Couple looking at map by camper van. Getty Images/Compassionate Eye Foundation/Andrew Olney

While annuities and life insurance both have similarities, they are not the same. Before you can understand the differences and determine which plan may be right for you relating to a retirement income plan, you have to first understand the key elements of each.

Life Insurance: Life insurance plans provide income for your dependents if you die sooner than expected. Most life insurance plans can be divided into either term-life or whole life insurance.

A term-life insurance policy covers a specific period of time, generally 10, 20 or more years, whereas the whole life insurance policy is for the entire life of the policyholder. Some term life insurance policies offer the option to be converted into a whole life insurance policy when the term expires.

Many life insurance policies do offer cash value and income-earning options as well as other living benefits like a critical care coverage option; however, this is not the main function of a life insurance policy. Its main function is to care for your dependents after your death and pay for end-of-life/final expenses.

Annuity: Annuity plans are designed to provide retirement income to the plan owner if he lives beyond the expected lifespan. Annuities provide tax-deferred savings for retirement income. While the annuity does have a death benefit to beneficiaries, it is not tax-free. Annuities are generally referred to as deferred, immediate or longevity annuity plans.

  • Deferred Annuity: The deferred annuity is just as it sounds. The income is deferred after premiums are paid until a later date, perhaps several years. Deferred annuities are further broken down into fixed (traditional, Fixed Indexed (FIA) and the Variable annuity. The main differences in the types of deferred annuity plans are in how the interest is earned and whether the individual is looking to make a safe investment or are looking for market-like returns with greater accumulation value potential.
  • Immediate Annuity: The immediate annuity pays benefits starting no later than one year after you have paid your premium to the insurance company. Most immediate annuities are purchased with a one-time, lump-sum payment and are designed to begin paying out no later than one year after the premium has been paid. This annuity plan is designed for people looking to a guaranteed income for life.
  • Longevity Annuity: A longevity annuity plan is a type of fixed-income annuity which can be issued at any age with income deferred up to 45 years. Typically, plans of this type do not plan out until the holder is 80 years of age or older. Think of it as a supplemental pension plan that can kick in once your regular retirement plan may be declining in its payout or have stopped altogether.

Which Plan Is Better?

The key in determining which plan is right for you — annuity or life insurance — is to look at your purpose. If your main purpose is to help your dependents and other beneficiaries pay for your final expenses, bills and have remaining money left to live on, your best bet is life insurance since this is passed on tax-free to your beneficiaries.

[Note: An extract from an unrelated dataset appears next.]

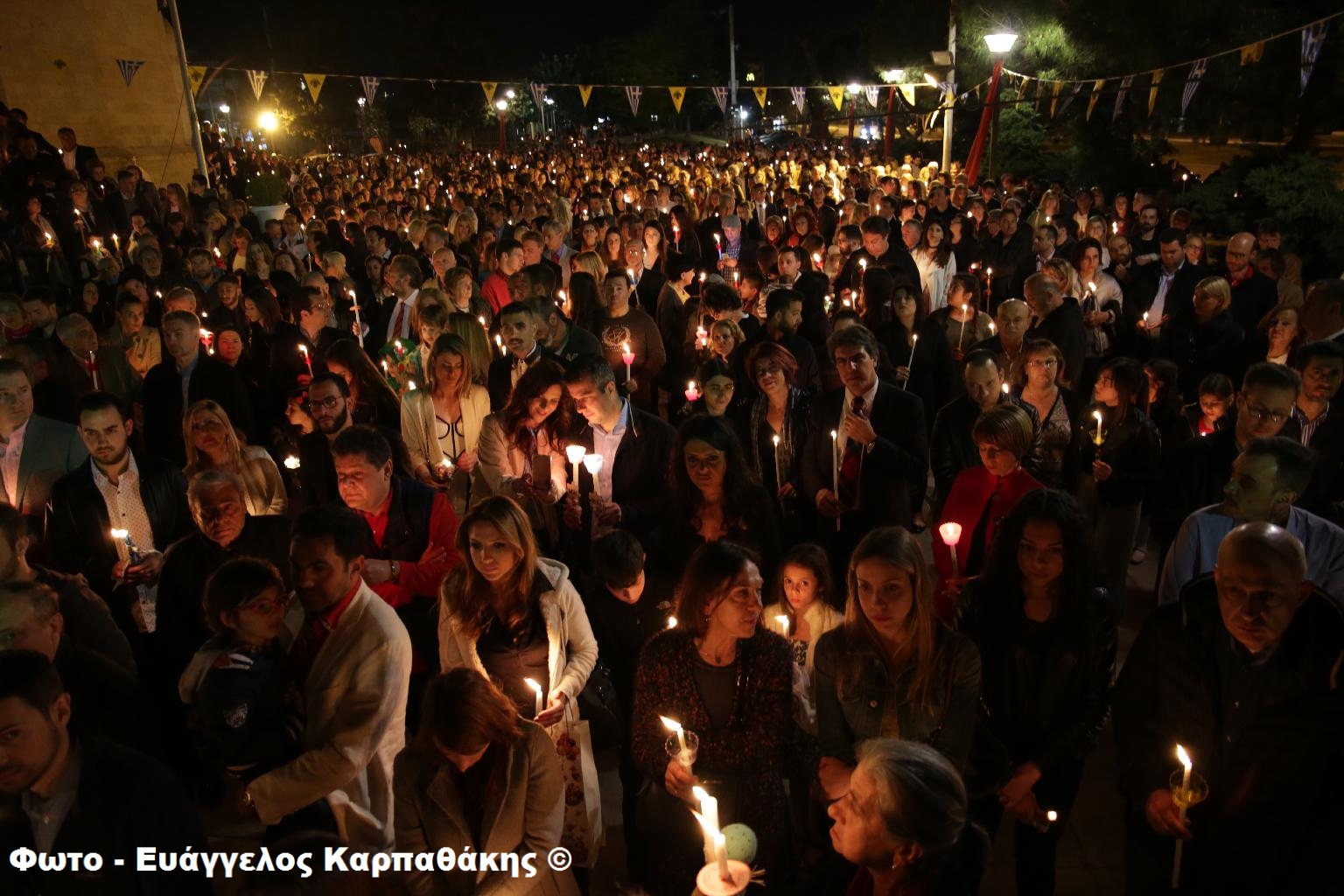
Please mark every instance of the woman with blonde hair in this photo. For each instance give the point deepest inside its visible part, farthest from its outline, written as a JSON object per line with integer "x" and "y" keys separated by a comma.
{"x": 213, "y": 444}
{"x": 441, "y": 424}
{"x": 892, "y": 668}
{"x": 514, "y": 615}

On the other hand, if you are looking for a plan that offers you a retirement income then you should be considering annuities.

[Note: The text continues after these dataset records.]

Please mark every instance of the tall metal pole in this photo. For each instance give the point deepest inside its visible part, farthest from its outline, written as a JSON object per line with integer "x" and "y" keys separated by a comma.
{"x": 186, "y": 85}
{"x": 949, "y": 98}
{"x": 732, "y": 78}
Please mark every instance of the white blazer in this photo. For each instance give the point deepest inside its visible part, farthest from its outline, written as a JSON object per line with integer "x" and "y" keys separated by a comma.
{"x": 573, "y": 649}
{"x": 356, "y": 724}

The annuity offers tax-deferred savings and retirement income. Simply put — life insurance protects your loved ones if you die prematurely while the annuity protects your income if you live longer than expected.

Both plans do provide death benefits but each is a very different option with different purposes. If you need guidance in deciding if a life insurance plan or annuity is right for you, consult a life insurance or annuity planning consultant to discuss all the options.

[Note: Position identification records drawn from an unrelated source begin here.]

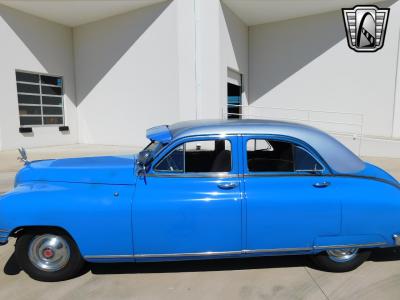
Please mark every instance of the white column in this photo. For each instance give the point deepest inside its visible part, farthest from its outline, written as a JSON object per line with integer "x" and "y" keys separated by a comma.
{"x": 208, "y": 61}
{"x": 186, "y": 58}
{"x": 396, "y": 107}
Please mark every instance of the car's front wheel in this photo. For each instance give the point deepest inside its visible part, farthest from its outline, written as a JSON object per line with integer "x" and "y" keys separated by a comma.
{"x": 341, "y": 260}
{"x": 48, "y": 256}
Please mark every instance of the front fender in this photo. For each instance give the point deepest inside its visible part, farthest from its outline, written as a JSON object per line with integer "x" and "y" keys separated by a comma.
{"x": 97, "y": 216}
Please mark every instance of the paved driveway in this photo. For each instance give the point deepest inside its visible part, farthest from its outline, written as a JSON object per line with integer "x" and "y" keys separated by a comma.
{"x": 288, "y": 277}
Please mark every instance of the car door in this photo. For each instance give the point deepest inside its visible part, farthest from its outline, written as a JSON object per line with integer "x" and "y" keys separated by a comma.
{"x": 189, "y": 204}
{"x": 289, "y": 199}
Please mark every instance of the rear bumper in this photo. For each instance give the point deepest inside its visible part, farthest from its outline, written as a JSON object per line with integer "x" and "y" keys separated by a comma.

Where Can You Buy a Life Insurance/Annuity Plan for Retirement Income?

There are many reputable companies offering both life insurance and annuity plans. You can find a company either on your own or through your own insurance agent. If doing the search yourself, consider some of these top-rated companies offering both plans when comparing rates: AIG, Symetra, Sagicor, Americo, American Fidelity, New York Life, Bankers Life and Casualty, and more.

Be sure to check out the company’s financial strength ratings and customer service record with insurance rating organizations such as A.M. Best and J.D. Power & Associates.